Flexible field effect transistors (FET) reported till date contains polymers like PDMS (Poly-dimethyl siloxane) or PS (Polystyrene) as substrate or gate material. This possess serious limitations in terms of their fabrication procedure, repeatability, bio-degradability, bending and long-term aging response. In this work, we have conducted one pot fabrication of solution processed FET on paper substrate without use of any additional polymer for substrate or gate dielectric for the first ever time. Filter paper with adsorbed ionic liquid (1-butyl-3-methyimidazolium octylsulphate), silver nanoparticles (AgNP) and reduced graphene oxide (rGO) were used as substrate as well as the gate material for three different fabricated FETs. Pencil markings on these substrates acted as the channel for fabricated FETs. Metallic silver paint painted on the specific region acts as the source drain and the gate electrodes for the fabricated FETs. Fig 1 shows the fabricated FETs.

The FET characteristics in ionic liquid based FET is due to formation to EDL (electric double layer) in paper adsorbed with ionic liquid acting as the gate material. For the AgNP FET, profuse number of charge carriers surrounding the individual nanoparticles in presence of environmental humidity generates a charge pool, which gets polarized on application of electric current. Thus renders AgNP soaked paper as a good gate dielectric material. In rGO based FET the layers of rGO present in the paper as gate material generates a polarizable dielectric due to delocalization of electrons from the graphitic domain. Fig 2 shows FET characteristics.

As a proof of the concept to demonstrate the utility of these flexible FETs, a first generation prototype (Fig 1) housing the AgNP FET along with standalone instrumentation system was developed to detect hydrogen sulphide (H2S) and nitrogen dioxide (NO2) gas.
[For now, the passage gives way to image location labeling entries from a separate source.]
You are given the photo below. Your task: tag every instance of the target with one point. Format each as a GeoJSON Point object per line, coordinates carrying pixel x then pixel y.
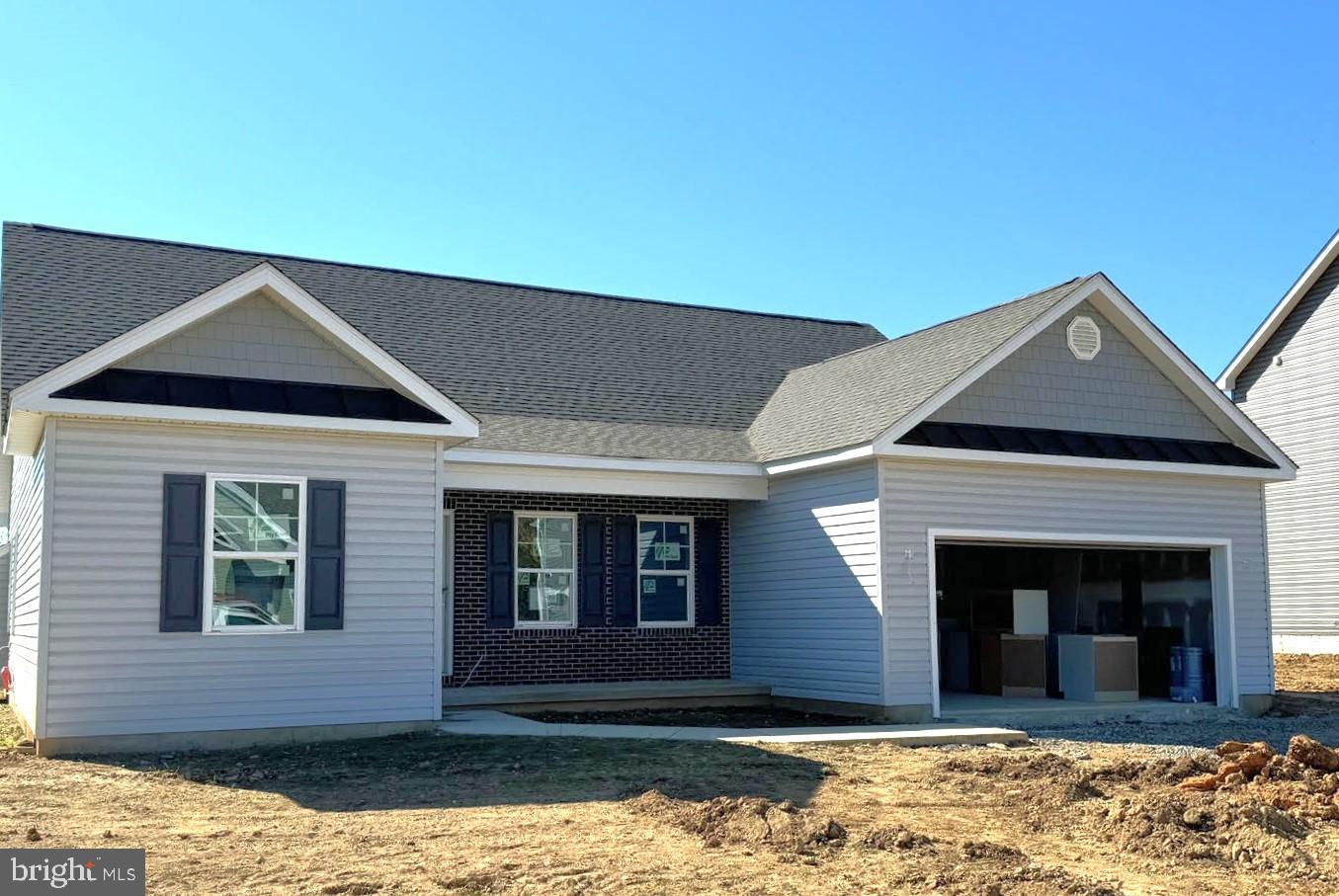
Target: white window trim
{"type": "Point", "coordinates": [517, 569]}
{"type": "Point", "coordinates": [691, 572]}
{"type": "Point", "coordinates": [300, 565]}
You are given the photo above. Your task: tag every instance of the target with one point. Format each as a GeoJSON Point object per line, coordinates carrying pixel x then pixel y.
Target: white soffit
{"type": "Point", "coordinates": [464, 467]}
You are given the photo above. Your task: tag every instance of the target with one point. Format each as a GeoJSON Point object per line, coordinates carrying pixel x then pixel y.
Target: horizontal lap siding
{"type": "Point", "coordinates": [26, 522]}
{"type": "Point", "coordinates": [919, 497]}
{"type": "Point", "coordinates": [805, 586]}
{"type": "Point", "coordinates": [1297, 406]}
{"type": "Point", "coordinates": [112, 671]}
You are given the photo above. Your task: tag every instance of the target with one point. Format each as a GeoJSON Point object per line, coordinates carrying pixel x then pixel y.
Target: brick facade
{"type": "Point", "coordinates": [576, 655]}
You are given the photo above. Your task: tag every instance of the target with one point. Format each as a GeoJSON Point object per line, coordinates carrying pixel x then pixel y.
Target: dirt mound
{"type": "Point", "coordinates": [1015, 767]}
{"type": "Point", "coordinates": [894, 838]}
{"type": "Point", "coordinates": [750, 821]}
{"type": "Point", "coordinates": [1217, 827]}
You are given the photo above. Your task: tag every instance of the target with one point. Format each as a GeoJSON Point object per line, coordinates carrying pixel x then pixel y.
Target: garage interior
{"type": "Point", "coordinates": [1096, 624]}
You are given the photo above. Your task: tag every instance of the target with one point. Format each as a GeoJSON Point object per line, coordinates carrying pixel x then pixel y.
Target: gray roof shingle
{"type": "Point", "coordinates": [587, 373]}
{"type": "Point", "coordinates": [853, 398]}
{"type": "Point", "coordinates": [544, 369]}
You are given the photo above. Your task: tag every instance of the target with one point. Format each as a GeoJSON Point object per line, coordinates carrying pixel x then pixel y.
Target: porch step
{"type": "Point", "coordinates": [493, 723]}
{"type": "Point", "coordinates": [606, 695]}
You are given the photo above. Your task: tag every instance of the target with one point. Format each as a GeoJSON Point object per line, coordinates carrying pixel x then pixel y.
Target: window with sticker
{"type": "Point", "coordinates": [255, 564]}
{"type": "Point", "coordinates": [664, 571]}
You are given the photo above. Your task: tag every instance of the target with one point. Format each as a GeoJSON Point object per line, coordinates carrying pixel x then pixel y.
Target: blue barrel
{"type": "Point", "coordinates": [1188, 674]}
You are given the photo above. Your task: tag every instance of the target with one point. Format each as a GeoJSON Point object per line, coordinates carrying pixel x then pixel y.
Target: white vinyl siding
{"type": "Point", "coordinates": [1045, 386]}
{"type": "Point", "coordinates": [253, 338]}
{"type": "Point", "coordinates": [112, 671]}
{"type": "Point", "coordinates": [26, 548]}
{"type": "Point", "coordinates": [803, 586]}
{"type": "Point", "coordinates": [920, 496]}
{"type": "Point", "coordinates": [1297, 403]}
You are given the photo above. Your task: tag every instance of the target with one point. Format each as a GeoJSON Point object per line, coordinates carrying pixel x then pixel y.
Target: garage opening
{"type": "Point", "coordinates": [1092, 624]}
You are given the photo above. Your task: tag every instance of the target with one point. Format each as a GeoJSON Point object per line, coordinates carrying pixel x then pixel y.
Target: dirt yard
{"type": "Point", "coordinates": [470, 816]}
{"type": "Point", "coordinates": [1307, 673]}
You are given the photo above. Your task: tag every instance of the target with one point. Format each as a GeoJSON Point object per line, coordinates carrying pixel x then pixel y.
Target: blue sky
{"type": "Point", "coordinates": [898, 164]}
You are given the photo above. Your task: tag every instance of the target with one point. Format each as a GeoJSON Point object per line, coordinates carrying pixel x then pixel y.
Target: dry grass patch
{"type": "Point", "coordinates": [471, 816]}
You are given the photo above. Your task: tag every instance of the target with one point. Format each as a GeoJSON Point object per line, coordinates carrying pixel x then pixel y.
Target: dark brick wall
{"type": "Point", "coordinates": [574, 655]}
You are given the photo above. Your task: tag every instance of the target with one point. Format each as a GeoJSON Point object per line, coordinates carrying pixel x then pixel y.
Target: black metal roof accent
{"type": "Point", "coordinates": [1021, 440]}
{"type": "Point", "coordinates": [245, 394]}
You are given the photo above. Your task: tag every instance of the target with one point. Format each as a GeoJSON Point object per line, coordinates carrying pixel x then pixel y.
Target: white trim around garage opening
{"type": "Point", "coordinates": [1220, 567]}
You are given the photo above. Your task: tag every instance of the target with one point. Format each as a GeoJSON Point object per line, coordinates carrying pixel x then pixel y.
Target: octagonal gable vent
{"type": "Point", "coordinates": [1083, 338]}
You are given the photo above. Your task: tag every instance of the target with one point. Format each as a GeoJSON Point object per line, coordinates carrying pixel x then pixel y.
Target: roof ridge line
{"type": "Point", "coordinates": [444, 276]}
{"type": "Point", "coordinates": [1077, 282]}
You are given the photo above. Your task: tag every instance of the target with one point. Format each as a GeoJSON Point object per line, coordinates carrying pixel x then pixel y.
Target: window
{"type": "Point", "coordinates": [545, 569]}
{"type": "Point", "coordinates": [255, 560]}
{"type": "Point", "coordinates": [664, 571]}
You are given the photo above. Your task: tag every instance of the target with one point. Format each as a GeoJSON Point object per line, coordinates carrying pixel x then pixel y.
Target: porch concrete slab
{"type": "Point", "coordinates": [599, 692]}
{"type": "Point", "coordinates": [494, 723]}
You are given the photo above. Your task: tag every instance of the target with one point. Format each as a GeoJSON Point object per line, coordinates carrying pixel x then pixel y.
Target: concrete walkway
{"type": "Point", "coordinates": [494, 723]}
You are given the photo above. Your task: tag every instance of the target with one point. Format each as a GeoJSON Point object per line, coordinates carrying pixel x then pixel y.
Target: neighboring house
{"type": "Point", "coordinates": [260, 496]}
{"type": "Point", "coordinates": [1285, 379]}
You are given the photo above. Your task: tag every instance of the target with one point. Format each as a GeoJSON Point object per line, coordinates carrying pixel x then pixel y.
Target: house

A simple concept was used to detect these two gases using a single AgNP based FET as a sensor. The AgNP based FET has silver nanoparticles as gate dopant whereas the channel material is graphite layers. AgNP has affinity towards hydrogen sulphide whereas graphene (single layer of graphite) has affinity towards nitrogen dioxide gas. Variations of the drain to source voltage with varying gate voltage away from normal characteristics thus signify presence of hydrogen sulphide gas whereas variations of the resistance of the channel only shows the presence of nitrogen dioxide gas. A complete device housing the AgNP based paper-pencil FET, microcontroller and display was fabricated. It was found that the system could detect the gases individually with good fidelity. Detection of these industrial gases opens up possibilities towards the use of paper-pencil based FETs in industrial gas detection devices. Further more most of the commercial gas sensing devices needs preheating for gas detection with specific detection time whereas for these simple devices no preheating is needed and no time lag in detection is observed.

Preliminary work recently published by us-
S. Mandal et al,, Silver nanoparticles in comparison with ionic liquid and rGO as gate dopants for paper pencil based field effect transistors, Journal of electronic materials, Springer, 44(1), 2015, 6-12.